A major omission ruins this well-meaning doc about THE TALENTED MR. RIPLEY. The fact that the film is a remake of René Clément's classic thriller PURPLE NOON (Plein soleil) is carefully omitted by the late Anthony Minghella when discussing the evolution of his script.

He points out the key features of adapting Patricia Highsmith's novel to the screen, and how he made important changes, especially surrounding the character played by Cate Blanchett (beefed up specifically to take advantage of her talent), not prominent in the novel or present in the previous film.

Why filmmakers are reticent or even misleading regarding the ancestry of their work is beyond me. Anyone who is a big fan of PURPLE NOON will recognize many imitations in the remake of scenes from the original, right from the poor substitute of a rowboat for the fabulous yacht murder sequence of the original, to the murder of Freddy scene with a little statue as weapon. Just setting the film in the late '50s in beautiful Italian settings is an unnecessary nod to the look (provided by fabulous cameraman Henri Decae) of the previous movie, as Minghella could have easily updated the project to make it a contemporary film rather than a redundant period piece. The original from 1959 has become a period piece after 50 years -it's late '50s setting was simply contemporary when shot.

Otherwise, beyond the usual mutual admiration society nature of these "DVD extras" interviews, most of these topnotch actors, especially Hoffman and Blanchett, did reveal a great understanding of the characters they were playing -big surprise.

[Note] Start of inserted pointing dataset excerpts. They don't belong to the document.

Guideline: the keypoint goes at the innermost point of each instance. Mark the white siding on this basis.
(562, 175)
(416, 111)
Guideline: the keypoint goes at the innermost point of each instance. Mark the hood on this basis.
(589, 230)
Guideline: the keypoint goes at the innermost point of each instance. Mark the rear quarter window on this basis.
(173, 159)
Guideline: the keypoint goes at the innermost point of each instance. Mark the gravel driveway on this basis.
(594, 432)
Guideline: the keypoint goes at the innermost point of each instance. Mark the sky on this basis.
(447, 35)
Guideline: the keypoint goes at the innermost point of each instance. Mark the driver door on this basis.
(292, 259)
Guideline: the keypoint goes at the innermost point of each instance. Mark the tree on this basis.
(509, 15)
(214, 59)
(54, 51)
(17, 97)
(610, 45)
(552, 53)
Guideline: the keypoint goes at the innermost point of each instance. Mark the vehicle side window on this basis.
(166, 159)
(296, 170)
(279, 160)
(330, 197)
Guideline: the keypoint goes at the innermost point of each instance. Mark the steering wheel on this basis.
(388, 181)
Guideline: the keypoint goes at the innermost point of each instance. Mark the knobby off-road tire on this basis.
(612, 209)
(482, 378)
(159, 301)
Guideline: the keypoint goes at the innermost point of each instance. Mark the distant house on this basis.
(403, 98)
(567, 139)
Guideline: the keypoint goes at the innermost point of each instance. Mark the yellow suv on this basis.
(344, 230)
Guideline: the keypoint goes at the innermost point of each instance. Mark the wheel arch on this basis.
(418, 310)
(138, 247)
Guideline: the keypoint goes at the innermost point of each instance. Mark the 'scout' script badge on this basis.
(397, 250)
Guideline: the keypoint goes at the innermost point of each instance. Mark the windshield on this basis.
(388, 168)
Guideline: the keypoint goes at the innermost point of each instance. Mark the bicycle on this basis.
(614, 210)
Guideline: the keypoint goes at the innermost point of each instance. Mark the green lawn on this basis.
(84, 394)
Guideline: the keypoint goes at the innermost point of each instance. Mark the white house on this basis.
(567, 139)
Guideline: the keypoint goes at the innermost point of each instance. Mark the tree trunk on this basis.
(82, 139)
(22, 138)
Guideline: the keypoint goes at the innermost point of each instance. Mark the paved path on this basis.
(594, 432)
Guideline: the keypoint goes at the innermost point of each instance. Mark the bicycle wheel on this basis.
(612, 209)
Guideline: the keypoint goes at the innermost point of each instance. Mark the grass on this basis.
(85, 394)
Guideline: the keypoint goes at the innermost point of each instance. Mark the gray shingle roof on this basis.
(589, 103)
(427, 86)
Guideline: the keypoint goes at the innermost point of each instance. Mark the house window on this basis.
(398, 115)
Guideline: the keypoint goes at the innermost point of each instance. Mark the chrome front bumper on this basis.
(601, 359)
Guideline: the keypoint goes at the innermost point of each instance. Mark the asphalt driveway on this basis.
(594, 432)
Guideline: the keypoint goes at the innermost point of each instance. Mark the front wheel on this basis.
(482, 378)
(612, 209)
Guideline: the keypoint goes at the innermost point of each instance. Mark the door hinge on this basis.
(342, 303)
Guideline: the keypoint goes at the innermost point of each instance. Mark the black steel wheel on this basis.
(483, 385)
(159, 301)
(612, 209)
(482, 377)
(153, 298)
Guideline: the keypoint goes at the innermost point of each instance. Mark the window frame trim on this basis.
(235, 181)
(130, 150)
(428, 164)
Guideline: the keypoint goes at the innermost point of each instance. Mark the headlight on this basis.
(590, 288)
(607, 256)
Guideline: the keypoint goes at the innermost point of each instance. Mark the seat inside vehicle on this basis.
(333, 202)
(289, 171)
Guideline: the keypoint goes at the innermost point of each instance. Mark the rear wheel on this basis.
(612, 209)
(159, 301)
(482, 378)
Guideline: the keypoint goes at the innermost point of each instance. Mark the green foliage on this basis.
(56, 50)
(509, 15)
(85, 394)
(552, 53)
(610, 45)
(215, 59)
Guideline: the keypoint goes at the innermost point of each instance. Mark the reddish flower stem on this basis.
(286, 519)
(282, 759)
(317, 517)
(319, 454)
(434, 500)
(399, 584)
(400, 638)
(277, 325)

Damon's inability to fit the shoes of previous star, unbeatable Alain Delon, is a subject that's off the table here.

I would like to see an arm's length documentary about the character of Tom Ripley, and the extremely different screen impersonations of him, ranging from Delon and Damon to John Malkovich, Barry Pepper and Dennis Hopper. It's hard to come up with a screen character (other than the most oft-filmed like Dracula) that has had such contrasting casting choices as these.